Now, my questions are:
What are the purposes of Amy Wilson's hit-and-run posts? What does Amy Wilson does for us?

Ryokan
29th March 2006, 02:02 PM
It depends on the religion.

Aurelian
29th March 2006, 02:05 PM
It ain't the religion and spirtuality...it's fear that can cripple science, technology and evolution. And by evolution, I mean change, not the Darwin/creation debate.

Next question?

UrsulaV
29th March 2006, 03:33 PM
Now, my questions are:
What are the purposes of Amy Wilson's hit-and-run posts? What does Amy Wilson does for us?

Making little Amy Wilson posts...?

the_bgma
29th March 2006, 08:16 PM
For the most part, yes, religion is crippling technology and science. However, there is some merit to looking at the moral sides of issues such as nuclear power, cloning, etc. Unfortunately, science has *allowed* religious influences to take the lead here.




**************************************************
The Bible of the Good and Moral Atheist (http://www.freewebs.com/thebgma/index.htm)

ceo_esq
30th March 2006, 07:46 AM
It depends on the religion.

This is true. Whether a given religious belief system will provide a favorable, neutral, or unfavorable environment for the development of science and technology depends largely on the the metaphysical assumptions involved in the particular religious worldview.

We've examined a number of aspects of this subject, and in significant detail, in the thread entitled "Is religion slowing us down?" (http://forums.randi.org/showthread.php?t=7763).

Belz...
30th March 2006, 09:43 AM
My cousin, who was a biology major at a creationist university, asked me one time "what is the purpose of wasps? What do they do for us?"

Ouch.

Correa Neto
31st March 2006, 02:48 PM
Now, my questions are:
What are the purposes of Amy Wilson's hit-and-run posts? What does Amy Wilson does for us?
Making little Amy Wilson posts...?

And maybe our purpose is to answer Amy Wilson's posts? 4.5Gy of evolution over the surface of this rotating ball of boredom aimed towards this goal?

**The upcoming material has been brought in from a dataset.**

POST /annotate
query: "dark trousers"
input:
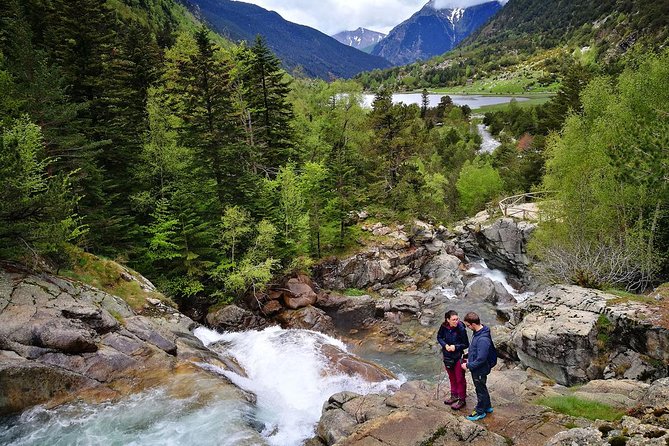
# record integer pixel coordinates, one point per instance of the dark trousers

That was a VERY scary tought!
It's true!:)

I managed to calm myself only after remembering evolution has no purpose!
It's true!:)

Now, if you believe in ID, you're in deep *****...
It's true!:)

Mephisto
31st March 2006, 02:59 PM
Is it evolution's fault that I sprout leathery wings and horns when I don't go to church? ;)

SPQR
31st March 2006, 03:33 PM
I'd just like your opinions.

Is religion and spiritualism cripping science and evolution? :)

Thanks. :)
As has been stated previously, nothing, not even the inane ramblings of I.D. proponents, can stop evolution.

The teaching of evolution, maybe. But even then students who have been taught creationism or I.D. and go on to teach others will eventually be weened out of the scientific community as more is learned about the nature and mechansims of evolution.

That's called natural selection. :D

Pae
31st March 2006, 04:41 PM
I'd just like your opinions.

Is religion and spiritualism cripping science and evolution? :)

Science - Yes.

Evolution - No. Nothing humans can do can cripple evolution. Even what some would call crippling, would be a part of evolution.

TimmyBerry
31st March 2006, 05:23 PM
I'd have to say that it really depends on religion, the way it's practiced and taught.. (Ex: a school can be religiously-oriented -AND- have some damn good science classes.)